The news comes on the eve of U.S. President Barack Obama's unveiling of his plan to reinvigorate the U.S. auto industry.
Obama and other administration officials have said they will demand deeper restructuring from General Motors Corp. and Chrysler LLC before they get any more government loans.
Both companies are surviving on a total of $17.4 billion US in government aid from Washington.
Appearing on the CBS show Face the Nation in a Sunday broadcast, Obama said the Detroit automakers and all those with a stake in their survival need to take more hard steps to help them restructure for the future and receive additional government aid.
"They're not there yet," he said.
Wagoner's departure indicates that more management changes may be part of the bailout deal. Wagoner has repeatedly said he felt it was better for GM if he led it through the crisis.
Wagoner, 56, joined the company in 1977, serving in several capacities in the United States, Brazil and Europe.
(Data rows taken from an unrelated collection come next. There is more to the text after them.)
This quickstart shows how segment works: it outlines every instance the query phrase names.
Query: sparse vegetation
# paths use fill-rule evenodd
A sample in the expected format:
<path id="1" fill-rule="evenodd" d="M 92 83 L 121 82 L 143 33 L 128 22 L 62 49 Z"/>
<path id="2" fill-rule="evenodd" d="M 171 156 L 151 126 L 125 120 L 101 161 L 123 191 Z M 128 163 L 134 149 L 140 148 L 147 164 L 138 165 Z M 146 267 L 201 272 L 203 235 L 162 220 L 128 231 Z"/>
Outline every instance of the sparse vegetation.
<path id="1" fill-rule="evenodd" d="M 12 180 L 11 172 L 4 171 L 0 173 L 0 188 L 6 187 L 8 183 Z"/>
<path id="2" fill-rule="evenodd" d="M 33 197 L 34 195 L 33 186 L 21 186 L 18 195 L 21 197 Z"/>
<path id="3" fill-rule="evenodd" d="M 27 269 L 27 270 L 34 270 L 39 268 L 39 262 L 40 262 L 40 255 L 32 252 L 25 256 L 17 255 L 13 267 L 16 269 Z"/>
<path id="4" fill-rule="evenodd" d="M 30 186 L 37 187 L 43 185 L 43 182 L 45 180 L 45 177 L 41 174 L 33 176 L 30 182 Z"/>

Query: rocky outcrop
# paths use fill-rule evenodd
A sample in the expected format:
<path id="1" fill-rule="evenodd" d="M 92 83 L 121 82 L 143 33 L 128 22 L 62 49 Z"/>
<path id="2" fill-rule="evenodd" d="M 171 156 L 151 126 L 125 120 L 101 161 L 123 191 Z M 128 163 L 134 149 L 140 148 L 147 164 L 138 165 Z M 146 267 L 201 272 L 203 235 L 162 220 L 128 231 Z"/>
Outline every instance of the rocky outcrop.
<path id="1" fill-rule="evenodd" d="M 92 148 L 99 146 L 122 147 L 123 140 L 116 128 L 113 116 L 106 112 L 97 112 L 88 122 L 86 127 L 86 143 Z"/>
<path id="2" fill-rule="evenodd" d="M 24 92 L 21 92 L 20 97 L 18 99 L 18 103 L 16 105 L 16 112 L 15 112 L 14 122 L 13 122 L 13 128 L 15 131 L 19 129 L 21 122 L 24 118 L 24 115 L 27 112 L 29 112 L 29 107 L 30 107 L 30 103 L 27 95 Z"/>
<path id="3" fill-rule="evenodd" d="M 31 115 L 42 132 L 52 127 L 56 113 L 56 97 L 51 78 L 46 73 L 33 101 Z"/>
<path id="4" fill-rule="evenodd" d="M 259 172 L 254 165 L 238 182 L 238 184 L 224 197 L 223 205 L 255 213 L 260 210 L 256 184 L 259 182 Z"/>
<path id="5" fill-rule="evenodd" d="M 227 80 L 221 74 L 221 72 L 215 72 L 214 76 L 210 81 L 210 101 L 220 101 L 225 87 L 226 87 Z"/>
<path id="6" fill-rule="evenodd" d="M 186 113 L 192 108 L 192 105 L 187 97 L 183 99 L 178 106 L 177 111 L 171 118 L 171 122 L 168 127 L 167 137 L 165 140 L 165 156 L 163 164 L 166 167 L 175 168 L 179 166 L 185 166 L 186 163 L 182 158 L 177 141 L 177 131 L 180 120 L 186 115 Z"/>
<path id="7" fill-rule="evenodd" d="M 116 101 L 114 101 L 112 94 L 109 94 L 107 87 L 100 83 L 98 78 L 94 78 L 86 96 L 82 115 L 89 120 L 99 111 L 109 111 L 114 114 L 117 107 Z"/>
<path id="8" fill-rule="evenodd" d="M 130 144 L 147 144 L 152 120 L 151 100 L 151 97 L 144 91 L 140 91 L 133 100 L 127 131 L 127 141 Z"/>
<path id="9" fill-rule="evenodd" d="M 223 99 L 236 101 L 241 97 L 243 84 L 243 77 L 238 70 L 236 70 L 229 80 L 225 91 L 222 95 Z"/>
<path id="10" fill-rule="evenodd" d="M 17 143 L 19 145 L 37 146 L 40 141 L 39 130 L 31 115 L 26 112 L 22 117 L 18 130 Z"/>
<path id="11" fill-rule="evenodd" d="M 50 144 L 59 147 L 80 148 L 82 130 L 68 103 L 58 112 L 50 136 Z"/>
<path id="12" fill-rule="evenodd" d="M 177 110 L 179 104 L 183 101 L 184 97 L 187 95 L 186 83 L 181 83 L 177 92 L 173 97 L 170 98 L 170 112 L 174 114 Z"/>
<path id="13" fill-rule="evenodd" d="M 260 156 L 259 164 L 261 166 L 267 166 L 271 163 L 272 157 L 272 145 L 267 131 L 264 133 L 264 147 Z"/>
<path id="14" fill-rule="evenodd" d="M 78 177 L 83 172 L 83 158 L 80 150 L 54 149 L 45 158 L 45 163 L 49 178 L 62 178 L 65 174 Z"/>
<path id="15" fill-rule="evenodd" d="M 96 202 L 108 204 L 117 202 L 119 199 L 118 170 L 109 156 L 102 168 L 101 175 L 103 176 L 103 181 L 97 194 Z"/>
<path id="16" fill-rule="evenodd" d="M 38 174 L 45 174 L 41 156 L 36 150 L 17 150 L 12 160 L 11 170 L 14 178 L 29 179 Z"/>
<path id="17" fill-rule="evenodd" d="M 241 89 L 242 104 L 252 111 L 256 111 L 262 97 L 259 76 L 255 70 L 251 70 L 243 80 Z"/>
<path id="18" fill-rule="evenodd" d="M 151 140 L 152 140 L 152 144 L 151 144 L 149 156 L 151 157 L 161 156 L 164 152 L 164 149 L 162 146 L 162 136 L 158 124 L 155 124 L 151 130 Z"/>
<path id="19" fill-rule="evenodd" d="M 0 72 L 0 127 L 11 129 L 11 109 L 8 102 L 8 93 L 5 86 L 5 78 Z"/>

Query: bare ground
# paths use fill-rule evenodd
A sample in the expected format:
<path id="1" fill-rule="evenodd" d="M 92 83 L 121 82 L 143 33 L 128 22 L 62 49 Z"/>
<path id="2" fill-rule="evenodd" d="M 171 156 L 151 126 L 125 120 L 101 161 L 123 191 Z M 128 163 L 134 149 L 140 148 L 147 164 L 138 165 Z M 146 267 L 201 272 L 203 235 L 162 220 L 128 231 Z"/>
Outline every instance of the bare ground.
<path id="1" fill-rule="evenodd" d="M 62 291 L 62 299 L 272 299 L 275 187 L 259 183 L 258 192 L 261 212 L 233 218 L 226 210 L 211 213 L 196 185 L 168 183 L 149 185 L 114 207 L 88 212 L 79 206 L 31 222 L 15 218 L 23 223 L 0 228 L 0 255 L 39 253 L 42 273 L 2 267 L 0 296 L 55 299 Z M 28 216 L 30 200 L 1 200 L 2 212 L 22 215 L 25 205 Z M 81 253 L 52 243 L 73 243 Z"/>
He's been CEO since May 1, 2003.
Resignation worries Canadian Auto Workers
The head of the Canadian Auto Workers union said Wagoner's departure, combined with the release of Obama's restructuring plan for the U.S. auto industry, are making Canadian employees extremely nervous about the future.
"That just puts all of us on more pins and needles," Ken Lewenza said. "It leaves us all in this… emotional state of, What happens next?
"I never, ever thought the White House or the Parliament of Canada could manage and operate an automobile company," he said.
Lewenza said Wagoner's departure is unfortunate because he is a "car man" and given the troubles that GM is facing, now is not the best time for a shakeup at head office.
That the White House said it orchestrated Wagoner's departure is also worrying, Lewenza said. "It would reflect a lack of confidence in the business plan of General Motors."
Canadian restructuring plans due Tuesday
GM Canada and Chrysler Canada are supposed to submit finalized restructuring plans, including new labour contracts, to the federal and Ontario governments by March 31 in order to receive the billions in aid they have requested. GM Canada is seeking up to $7 billion in government loans, while Chrysler Canada has asked for about $2.8 billion.
Chrysler and the CAW have been holding talks but remain far apart on a deal on wage concessions, according to Lewenza.
The union reached a deal with GM earlier this month that would cut labour costs by about $7 an hour.
However, Chrysler is demanding more concessions than the union made to GM. Ford of Canada has also called the agreement with GM insufficient for its needs.